# 40 little Baldies



## azmike (Jan 4, 2015)

Made a deal on 40-50 mixed weight steer calves. My lovely banker (wife) said go-for-it! We have a great pile of baleage and look forward to a rising economy.


----------



## hillside hay (Feb 4, 2013)

Glad to know I'm not the only one buying like it's going out of style. May not be wise to go all in before the river but I'm doing it. I'm betting on a Trump term and imports being held to the same standards we are. That will mean inventories are instantly too low.


----------



## Tim/South (Dec 12, 2011)

It certainly makes life fun when you have a wife that trusts and supports your decisions.

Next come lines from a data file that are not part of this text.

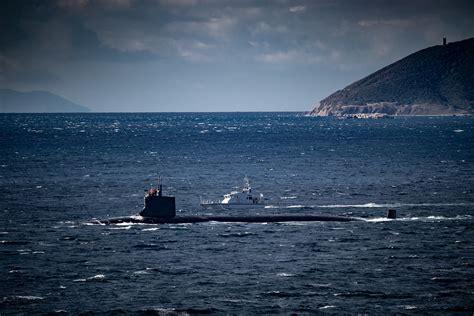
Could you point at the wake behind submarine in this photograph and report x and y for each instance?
(160, 209)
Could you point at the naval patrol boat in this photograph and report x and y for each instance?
(237, 199)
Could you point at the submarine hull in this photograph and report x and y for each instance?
(227, 219)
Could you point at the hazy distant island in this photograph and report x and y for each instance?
(438, 80)
(12, 101)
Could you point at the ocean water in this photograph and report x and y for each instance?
(59, 171)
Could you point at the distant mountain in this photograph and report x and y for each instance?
(36, 102)
(438, 80)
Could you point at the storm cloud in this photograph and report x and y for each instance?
(192, 55)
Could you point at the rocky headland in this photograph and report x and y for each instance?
(438, 80)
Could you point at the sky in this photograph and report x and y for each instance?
(213, 55)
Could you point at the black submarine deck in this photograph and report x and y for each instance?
(228, 219)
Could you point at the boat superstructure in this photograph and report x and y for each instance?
(245, 198)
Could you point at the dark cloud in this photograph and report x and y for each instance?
(48, 41)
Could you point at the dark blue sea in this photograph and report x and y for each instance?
(60, 171)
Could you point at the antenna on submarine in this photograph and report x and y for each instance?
(160, 185)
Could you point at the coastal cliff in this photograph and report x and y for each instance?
(438, 80)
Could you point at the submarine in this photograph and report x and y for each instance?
(160, 209)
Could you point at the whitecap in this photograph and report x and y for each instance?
(327, 306)
(29, 297)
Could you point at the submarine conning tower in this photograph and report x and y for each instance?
(157, 205)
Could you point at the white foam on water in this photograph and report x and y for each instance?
(29, 297)
(327, 306)
(419, 218)
(288, 197)
(150, 229)
(385, 205)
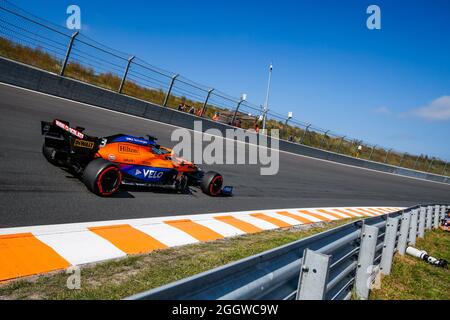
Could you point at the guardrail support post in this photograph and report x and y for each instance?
(389, 245)
(422, 215)
(365, 261)
(313, 276)
(371, 152)
(413, 227)
(429, 217)
(69, 49)
(304, 133)
(402, 160)
(404, 230)
(431, 165)
(322, 142)
(166, 99)
(206, 102)
(338, 150)
(436, 217)
(387, 155)
(122, 83)
(416, 162)
(236, 111)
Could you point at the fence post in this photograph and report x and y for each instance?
(429, 217)
(404, 229)
(436, 216)
(431, 164)
(236, 111)
(166, 99)
(422, 215)
(387, 155)
(389, 245)
(206, 102)
(313, 278)
(127, 68)
(371, 152)
(338, 150)
(304, 133)
(402, 159)
(69, 49)
(366, 257)
(323, 139)
(416, 162)
(413, 227)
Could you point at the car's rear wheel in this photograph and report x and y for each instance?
(102, 177)
(49, 154)
(212, 183)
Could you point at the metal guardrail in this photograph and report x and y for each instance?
(333, 265)
(77, 56)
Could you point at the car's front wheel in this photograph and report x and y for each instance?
(102, 177)
(212, 183)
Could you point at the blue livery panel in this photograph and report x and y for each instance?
(146, 174)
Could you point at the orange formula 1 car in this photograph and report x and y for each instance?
(104, 164)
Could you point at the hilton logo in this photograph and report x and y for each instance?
(123, 148)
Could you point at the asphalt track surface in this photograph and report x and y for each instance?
(33, 192)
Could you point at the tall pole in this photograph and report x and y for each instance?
(304, 133)
(338, 150)
(415, 163)
(445, 168)
(236, 111)
(431, 164)
(69, 49)
(323, 139)
(266, 103)
(206, 102)
(387, 155)
(172, 81)
(122, 83)
(371, 153)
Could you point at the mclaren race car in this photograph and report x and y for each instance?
(104, 164)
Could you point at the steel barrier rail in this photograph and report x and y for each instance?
(338, 258)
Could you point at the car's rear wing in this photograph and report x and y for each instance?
(59, 133)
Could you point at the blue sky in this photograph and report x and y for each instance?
(389, 87)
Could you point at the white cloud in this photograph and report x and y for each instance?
(437, 110)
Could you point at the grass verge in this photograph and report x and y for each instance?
(414, 279)
(121, 278)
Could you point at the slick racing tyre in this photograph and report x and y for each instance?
(102, 177)
(212, 183)
(49, 154)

I am cautious about buying right now. It does look as though we have found the bottom and working prices back up.

You should be able to make some money, especially since you have the baleage.


----------



## Waterway64 (Dec 2, 2011)

I don't think your buying into another crash in price and your marketing your feed. While I support Trump I wish I knew more about his plans for agriculture.


----------



## Swv.farmer (Jan 2, 2016)

Any plan would have to beat what we have right now.
I hope he dose away with the epa all together.


----------



## hillside hay (Feb 4, 2013)

All I know is he doesn't like wotus. Which is great because it has got to be the most ridiculous regulation I've had to deal with.


----------